There was also the neighborhood known as "the Marquette neighborhood," called that because it was in and around Marquette University, which is famous for its basketball team having changed its name from "Warriors" to "Golden Eagles," something that is still controversial twenty years later because the kind of people who care about Marquette's team name have nothing real to worry about in their lives, and Marquette University is famous also for its proximity to where Jeffrey Dahmer lived, although to be fair he technically lived off-campus and had no formal affiliation with Marquette.

Finally, there was another "East Side" in Milwaukee, one that somehow was less East than the place I'd previously learned was the "East Side," but was still east of most of the city, and had "Real Chili" and a concert hall where indie bands would play a lot, and then there was "Riverwest," which was a neighborhood just west of the Milwaukee River where you would go if you wanted to get shot.

None of that prepared me for the fact that "Queens" was a part of a city that I hadn't yet seen, but it was also very late, past 10 o'clock, and we'd been driving a long time, and so we found our hotel and went and checked in.

And then assume it began SLOWLY to roll over.

2 comments:

Pat Dilloway said...

I should go to New York at some point but the prospect scares the crap out of me. I'd need to recruit a bodyguard/driver to go with me.

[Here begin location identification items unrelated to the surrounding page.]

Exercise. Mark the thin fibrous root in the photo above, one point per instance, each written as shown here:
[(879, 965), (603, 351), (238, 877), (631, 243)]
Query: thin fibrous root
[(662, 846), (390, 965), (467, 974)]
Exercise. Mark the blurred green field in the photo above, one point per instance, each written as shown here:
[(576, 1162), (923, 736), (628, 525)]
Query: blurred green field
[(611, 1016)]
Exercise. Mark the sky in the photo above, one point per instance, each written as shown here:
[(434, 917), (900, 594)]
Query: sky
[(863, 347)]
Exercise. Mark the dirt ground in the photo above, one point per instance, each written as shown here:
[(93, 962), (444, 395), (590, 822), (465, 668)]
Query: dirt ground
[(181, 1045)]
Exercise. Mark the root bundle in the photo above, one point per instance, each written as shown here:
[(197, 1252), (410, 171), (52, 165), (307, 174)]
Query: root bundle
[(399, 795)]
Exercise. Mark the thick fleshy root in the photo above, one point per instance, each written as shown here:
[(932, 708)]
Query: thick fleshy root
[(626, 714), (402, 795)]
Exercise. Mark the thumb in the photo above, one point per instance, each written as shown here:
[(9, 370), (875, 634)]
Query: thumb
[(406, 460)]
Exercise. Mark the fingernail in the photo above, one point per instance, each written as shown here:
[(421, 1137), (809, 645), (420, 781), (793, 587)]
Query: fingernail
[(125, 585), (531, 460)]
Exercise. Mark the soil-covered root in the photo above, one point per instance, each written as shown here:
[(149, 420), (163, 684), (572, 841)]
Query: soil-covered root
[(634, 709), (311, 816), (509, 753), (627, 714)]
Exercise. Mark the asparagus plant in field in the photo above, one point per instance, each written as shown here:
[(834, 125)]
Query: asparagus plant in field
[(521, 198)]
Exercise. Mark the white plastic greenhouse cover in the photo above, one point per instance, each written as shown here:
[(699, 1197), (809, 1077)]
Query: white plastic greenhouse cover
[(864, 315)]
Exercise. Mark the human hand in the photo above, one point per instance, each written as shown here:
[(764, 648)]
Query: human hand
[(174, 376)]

I think Toronto is the same way as Chicago where you're driving along the boring Canadian highway that doesn't even hardly have any billboards for entertainment and then boom there's the CN Tower and SkyDome and all the big buildings there.

Andrew Leon said...

Most of the cities I've been to just start. I've been to Chicago. San Francisco is the same way. So are Dallas and Fort Worth, although they bump into each other and are kind of like a mega-city, which is why it's called Dallas/Fort Worth. New Orleans and Baton Rouge are even places you "get to." And Boston. Mostly. However, I've been to L.A. a couple of times, and I'm still not sure exactly where "L.A." is other than that sometimes I was in it and sometimes I was not. Unfortunately, I've never been to any of the "cool" places in L.A.

Now, Houston and San Antonio are an hour apart, but, when you drive from one to the other, you never leave "city," so it's hard to tell them apart in any practical sense. Unless you're in one or the other, because they have completely different personalities.